Sunday night, I made steak carnita soup. Basically you pan fry a bunch of beef stew meat to brown it, and then dump it in the cooker with an onion, a lot of diced chili peppers, garlic, cumin and ground corriander, and a cup and a half of stock. 40 minutes later, the soup is done and its phenomenal. Meat falling off the bone. The soup flooded with rich beef flavor. The chilis lose most of their sharpness in the heat and pressure so you are left with the flavor and a deep, quiet heat. Especially with some fresh avocado and cilantro tossed in.
Saori invited an old classmate of hers from the language course to join us, Kenji. He told her that he was running late because he wanted to wear his "flashy" shoes. I thought they were slippers first becuse they had giant stuffed gorillas inegrated into them. Actually, they are Adidas shoes, basketball shoes designed by Jeremy Scott who has done a really bizzare line of shoes. Seriously, check it out.
Anyway, Kenji enjoyed the soup and we chatted for a long time. He is apparently very lonely and bored. We actually gave him the last of the soup to take home with him since he lives alone.
Monday, after work, I made BBQ pulled pork. It takes about an hour and a half.
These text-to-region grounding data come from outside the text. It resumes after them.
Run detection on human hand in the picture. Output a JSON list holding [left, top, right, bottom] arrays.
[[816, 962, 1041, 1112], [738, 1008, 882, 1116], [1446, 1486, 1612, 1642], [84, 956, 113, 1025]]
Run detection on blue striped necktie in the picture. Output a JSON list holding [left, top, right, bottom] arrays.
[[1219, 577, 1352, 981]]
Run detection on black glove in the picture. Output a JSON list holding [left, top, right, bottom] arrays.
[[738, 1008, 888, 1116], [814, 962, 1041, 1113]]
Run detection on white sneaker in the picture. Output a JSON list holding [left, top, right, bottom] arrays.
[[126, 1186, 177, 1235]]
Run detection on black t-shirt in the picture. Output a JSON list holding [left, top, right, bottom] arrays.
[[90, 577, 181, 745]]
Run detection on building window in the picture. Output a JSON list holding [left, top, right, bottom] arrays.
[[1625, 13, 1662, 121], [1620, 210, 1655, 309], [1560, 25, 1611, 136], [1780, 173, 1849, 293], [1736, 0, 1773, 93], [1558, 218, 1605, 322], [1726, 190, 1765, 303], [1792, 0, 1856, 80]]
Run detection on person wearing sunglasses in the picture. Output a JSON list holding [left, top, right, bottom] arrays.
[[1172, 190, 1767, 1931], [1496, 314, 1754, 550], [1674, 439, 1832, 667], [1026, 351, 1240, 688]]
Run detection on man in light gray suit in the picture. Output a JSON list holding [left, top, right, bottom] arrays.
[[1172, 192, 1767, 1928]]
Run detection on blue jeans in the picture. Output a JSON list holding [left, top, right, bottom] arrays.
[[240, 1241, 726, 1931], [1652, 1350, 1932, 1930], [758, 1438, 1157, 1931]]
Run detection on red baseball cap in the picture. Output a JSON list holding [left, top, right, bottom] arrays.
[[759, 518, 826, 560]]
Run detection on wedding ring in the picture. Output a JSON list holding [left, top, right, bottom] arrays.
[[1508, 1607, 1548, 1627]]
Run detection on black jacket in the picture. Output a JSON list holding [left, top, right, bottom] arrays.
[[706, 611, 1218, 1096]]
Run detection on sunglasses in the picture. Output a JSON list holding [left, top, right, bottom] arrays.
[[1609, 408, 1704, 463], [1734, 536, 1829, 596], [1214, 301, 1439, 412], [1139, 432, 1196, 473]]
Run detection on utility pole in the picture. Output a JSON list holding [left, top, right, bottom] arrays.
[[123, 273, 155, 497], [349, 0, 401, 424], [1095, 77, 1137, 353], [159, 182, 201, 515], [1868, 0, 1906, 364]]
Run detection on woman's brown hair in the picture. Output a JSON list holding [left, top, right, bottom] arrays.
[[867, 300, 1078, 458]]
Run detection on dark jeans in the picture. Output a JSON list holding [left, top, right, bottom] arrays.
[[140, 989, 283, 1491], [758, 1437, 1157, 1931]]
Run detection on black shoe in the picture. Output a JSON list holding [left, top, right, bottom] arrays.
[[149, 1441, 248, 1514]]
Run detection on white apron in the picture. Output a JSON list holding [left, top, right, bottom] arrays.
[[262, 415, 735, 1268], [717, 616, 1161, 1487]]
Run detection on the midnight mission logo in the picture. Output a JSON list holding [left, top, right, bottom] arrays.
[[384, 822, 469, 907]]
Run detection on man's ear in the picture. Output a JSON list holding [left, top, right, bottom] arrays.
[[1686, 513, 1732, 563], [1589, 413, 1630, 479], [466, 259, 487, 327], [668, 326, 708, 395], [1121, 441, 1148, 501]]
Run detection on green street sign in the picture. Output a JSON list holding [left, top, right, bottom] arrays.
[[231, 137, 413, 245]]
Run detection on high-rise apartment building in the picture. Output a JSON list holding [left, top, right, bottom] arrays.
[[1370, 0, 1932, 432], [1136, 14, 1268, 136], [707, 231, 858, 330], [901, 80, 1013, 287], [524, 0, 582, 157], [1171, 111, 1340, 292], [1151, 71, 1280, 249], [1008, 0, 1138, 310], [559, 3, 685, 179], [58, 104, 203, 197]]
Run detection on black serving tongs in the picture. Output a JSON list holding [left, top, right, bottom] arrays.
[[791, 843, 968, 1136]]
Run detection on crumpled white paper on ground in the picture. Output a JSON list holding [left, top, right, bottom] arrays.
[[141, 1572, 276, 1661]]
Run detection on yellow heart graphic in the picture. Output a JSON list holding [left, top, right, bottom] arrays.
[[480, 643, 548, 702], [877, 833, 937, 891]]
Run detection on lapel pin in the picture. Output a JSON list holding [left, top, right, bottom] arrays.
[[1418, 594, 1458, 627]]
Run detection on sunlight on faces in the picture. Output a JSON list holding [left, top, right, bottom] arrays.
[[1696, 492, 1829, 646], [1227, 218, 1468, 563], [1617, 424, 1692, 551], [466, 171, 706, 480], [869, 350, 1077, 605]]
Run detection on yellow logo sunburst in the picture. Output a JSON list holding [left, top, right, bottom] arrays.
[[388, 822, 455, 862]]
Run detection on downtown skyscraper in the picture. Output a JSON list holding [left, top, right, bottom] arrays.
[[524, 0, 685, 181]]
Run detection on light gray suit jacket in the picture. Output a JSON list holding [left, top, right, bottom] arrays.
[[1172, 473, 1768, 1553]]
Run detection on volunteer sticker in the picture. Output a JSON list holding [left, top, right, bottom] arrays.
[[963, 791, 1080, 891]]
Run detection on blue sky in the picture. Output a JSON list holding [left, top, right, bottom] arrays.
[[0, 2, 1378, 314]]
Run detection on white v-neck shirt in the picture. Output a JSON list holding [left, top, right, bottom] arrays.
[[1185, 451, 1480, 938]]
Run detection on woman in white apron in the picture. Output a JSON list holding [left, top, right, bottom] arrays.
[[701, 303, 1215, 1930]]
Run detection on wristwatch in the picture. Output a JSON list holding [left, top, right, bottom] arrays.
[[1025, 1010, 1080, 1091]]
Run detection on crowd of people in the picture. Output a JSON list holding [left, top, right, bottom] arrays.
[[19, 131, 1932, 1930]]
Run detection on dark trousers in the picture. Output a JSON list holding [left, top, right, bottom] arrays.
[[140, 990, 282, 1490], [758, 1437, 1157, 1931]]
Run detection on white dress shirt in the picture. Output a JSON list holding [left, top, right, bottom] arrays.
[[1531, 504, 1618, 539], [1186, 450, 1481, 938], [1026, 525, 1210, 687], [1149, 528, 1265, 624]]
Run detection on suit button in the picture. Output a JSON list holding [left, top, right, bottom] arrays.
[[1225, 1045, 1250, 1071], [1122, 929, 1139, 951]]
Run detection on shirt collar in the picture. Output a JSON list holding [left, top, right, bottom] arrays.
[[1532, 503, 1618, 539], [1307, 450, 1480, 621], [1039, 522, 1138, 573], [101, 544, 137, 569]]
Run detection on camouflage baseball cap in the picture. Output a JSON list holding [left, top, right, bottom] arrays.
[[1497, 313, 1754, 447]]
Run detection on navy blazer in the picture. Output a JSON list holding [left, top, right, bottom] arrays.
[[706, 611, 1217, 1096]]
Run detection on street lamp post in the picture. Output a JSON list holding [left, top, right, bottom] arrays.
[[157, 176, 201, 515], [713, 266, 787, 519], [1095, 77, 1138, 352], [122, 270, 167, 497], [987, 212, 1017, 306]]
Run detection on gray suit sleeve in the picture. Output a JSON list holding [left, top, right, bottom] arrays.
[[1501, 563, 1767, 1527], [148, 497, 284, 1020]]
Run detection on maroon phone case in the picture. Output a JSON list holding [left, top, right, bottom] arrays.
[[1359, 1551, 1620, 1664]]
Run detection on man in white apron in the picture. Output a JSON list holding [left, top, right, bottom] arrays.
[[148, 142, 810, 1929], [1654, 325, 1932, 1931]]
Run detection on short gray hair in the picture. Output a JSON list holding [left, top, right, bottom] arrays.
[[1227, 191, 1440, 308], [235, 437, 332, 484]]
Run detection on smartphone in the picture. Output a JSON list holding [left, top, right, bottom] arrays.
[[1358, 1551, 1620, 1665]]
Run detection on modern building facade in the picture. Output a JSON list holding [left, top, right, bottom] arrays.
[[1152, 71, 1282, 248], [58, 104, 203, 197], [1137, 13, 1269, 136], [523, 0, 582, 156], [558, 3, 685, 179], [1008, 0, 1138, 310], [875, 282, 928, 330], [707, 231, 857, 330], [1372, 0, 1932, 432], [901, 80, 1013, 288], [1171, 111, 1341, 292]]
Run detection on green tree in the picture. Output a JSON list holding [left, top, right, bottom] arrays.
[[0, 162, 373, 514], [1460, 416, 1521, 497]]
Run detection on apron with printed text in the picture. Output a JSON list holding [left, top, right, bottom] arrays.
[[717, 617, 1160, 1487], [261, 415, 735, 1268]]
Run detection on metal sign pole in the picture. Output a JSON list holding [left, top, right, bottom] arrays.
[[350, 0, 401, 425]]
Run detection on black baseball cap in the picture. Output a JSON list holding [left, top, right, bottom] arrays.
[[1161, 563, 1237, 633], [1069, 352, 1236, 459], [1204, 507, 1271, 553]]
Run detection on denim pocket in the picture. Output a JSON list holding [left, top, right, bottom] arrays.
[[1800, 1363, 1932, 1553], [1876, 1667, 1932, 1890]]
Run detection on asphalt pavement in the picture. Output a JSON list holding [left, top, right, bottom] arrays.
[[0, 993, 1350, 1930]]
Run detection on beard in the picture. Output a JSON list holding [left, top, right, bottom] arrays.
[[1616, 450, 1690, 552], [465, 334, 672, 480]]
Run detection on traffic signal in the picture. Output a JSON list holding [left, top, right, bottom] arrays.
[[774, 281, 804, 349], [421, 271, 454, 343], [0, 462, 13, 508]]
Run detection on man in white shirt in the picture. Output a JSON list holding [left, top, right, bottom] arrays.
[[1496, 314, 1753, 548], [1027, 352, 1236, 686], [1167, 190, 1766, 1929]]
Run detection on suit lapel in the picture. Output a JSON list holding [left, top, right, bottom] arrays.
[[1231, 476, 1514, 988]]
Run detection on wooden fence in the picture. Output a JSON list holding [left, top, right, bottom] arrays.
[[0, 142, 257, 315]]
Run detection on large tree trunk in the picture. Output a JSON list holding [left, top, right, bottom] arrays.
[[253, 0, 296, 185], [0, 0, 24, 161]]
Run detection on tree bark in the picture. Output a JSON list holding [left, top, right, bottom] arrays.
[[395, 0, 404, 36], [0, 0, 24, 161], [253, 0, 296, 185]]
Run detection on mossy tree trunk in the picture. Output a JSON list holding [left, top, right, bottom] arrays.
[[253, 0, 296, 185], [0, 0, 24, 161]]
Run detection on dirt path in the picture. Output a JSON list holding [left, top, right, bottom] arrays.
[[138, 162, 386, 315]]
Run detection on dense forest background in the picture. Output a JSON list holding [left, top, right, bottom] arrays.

Saori had picked up a kilo of pork butt from the grocery store and I browned the surface in oil before sauteeing onions and garlic in the same pan. Meat goes back in, along with a cup of water and a cup of BBQ sauce. Lid, lock, and kick back for an hour. Out comes chunks of BBQ flavored meat so tender you merely touch it to shred it. Mix the BBQ soup in the pot with more BBQ sauce and its fantastic.